Open source distributed compute frameworks are gaining momentum and in this context one would like to setup a true cluster for various experimentation and open source contribution needs. With closer integrations being enabled for each of these frameworks, needs arise to setup multiple such frameworks on a cluster of machines that are at one’s disposal. Not everyone has the luxury of access to a collection of machines to run these frameworks in a true distributed mode.
However access to a single machine is more probable and setting up of true clusters on such a single host is quickly becoming a reality. If we have access to for one powerful computer, there are ways we can achieve setting up of a true distributed cluster using some nice frameworks that are gaining traction in the cloud and containers space. This post describes setup of such clusters on a single machine from two different use cases perspective.
- A situation wherein there is a dependency on the file systems support and the default file system offered is not suitable for the cluster.
- A situation wherein the host OS is not compatible with the software stack version.
Drawbacks of current approaches
Taking Hadoop as an example, let us first consider the alternatives before we start setting a cluster up.
- Setup and use the single node as a psuedo cluster as given here
- Use AWS services
- For some hadoop distributions, there are alternatives. For Cloudera as an example, this github project and this blog can be used as a good starting point.
However there are drawbacks that prevents us from using these approaches in a flexible way. Some reasons are
- The host OS is not compatible with the installers. Many a times the host OS is on a newer kernel and the standard distributions are not yet compatible with the latest OS release.
- Psuedo mode does not help in all use cases. Example YARN applications like Apache Apex that run on top of YARN and Hadoop require a true cluster for developers to monitor the progress of an application.
- Docker container based approaches do not work great as some of these containers are not flexible enough to let a volume mountpoint to be flexible. Moreoever every change to the application sitting on top of the “pseudo” distributed cluster needs to be committed as an image and re-used in subsequent startups. In a true sense , creating an image out of distributed cluster might not be a great idea because of the issues involved. All of this needs a lot more time to manage.
- Containerized approaches do not catch up always with the release of the distribution. For example there are stacks which allow containerized versions of the stack but they are not always on the latest version
- Of course Hadoop is just an example and many other distributed software like Cassandra would ideally need a collection of machines to be used as the hosts. Since Cassandra is a peer to peer model and requires common ports to be used across all instances of the peers, the scope of setting it up in distributed mode on a single host does not arise.
- AWS might be the solution but comes with a cost.

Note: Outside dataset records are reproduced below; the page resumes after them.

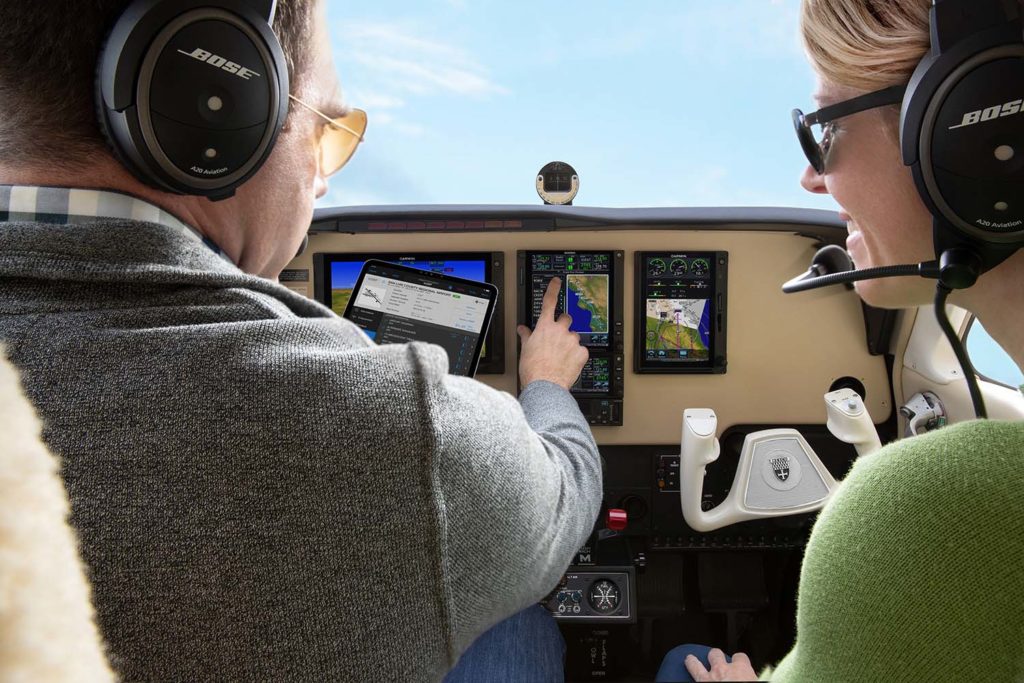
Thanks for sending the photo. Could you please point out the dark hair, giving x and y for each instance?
(47, 111)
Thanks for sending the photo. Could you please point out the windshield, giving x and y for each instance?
(660, 102)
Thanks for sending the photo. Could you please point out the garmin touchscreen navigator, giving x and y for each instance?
(592, 295)
(681, 311)
(335, 275)
(395, 304)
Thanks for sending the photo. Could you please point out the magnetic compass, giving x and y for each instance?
(604, 596)
(557, 183)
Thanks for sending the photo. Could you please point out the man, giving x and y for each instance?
(260, 492)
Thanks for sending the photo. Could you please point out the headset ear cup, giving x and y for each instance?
(103, 124)
(155, 78)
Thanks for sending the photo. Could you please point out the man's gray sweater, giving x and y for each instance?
(261, 493)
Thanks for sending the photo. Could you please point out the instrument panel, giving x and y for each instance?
(783, 351)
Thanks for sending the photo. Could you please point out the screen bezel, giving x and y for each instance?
(716, 364)
(613, 351)
(439, 279)
(493, 361)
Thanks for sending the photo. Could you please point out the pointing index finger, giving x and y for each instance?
(551, 299)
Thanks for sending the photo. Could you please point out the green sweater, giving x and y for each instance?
(914, 570)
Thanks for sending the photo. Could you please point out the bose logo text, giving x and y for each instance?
(220, 62)
(996, 112)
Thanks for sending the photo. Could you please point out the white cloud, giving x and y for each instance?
(399, 61)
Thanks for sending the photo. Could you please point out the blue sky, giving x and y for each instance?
(655, 102)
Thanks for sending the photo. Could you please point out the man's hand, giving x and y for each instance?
(738, 670)
(551, 352)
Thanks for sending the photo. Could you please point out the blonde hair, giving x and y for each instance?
(865, 44)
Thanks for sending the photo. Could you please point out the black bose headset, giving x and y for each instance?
(192, 94)
(962, 133)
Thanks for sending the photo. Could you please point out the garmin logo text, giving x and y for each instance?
(220, 62)
(996, 112)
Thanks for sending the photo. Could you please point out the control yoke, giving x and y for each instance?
(778, 473)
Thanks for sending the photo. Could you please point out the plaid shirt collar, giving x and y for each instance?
(65, 206)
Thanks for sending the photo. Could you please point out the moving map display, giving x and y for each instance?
(591, 295)
(585, 294)
(679, 294)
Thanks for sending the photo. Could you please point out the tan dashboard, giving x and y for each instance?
(784, 351)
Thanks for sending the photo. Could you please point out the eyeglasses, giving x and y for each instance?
(817, 151)
(340, 139)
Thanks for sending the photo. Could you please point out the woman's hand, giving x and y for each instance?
(738, 670)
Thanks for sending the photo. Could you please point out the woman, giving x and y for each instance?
(915, 569)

Juju and LXD - The enablers
Juju from canonical is a service modelling and deployment tool. Juju coupled with “charms” makes setup of available stacks ( referred to as a juju charm) as simple as a few clicks . We are not going to use charms in this post as the stacks we are trying to deploy are not avaialble as a ready made charm.
Juju supports well known “clouds” like AWS, Google, Bare metal and even LXD. LXD provides for an interesting context for the use cases we are interested in. Here is a good summary of how LXD is different from other containers. The LXD blog series by Stéphane Graber is a very good starting point to be educated on LXD images and containers. We are going to build upon LXD to solve our use cases to set up a personalized cluster on a single host.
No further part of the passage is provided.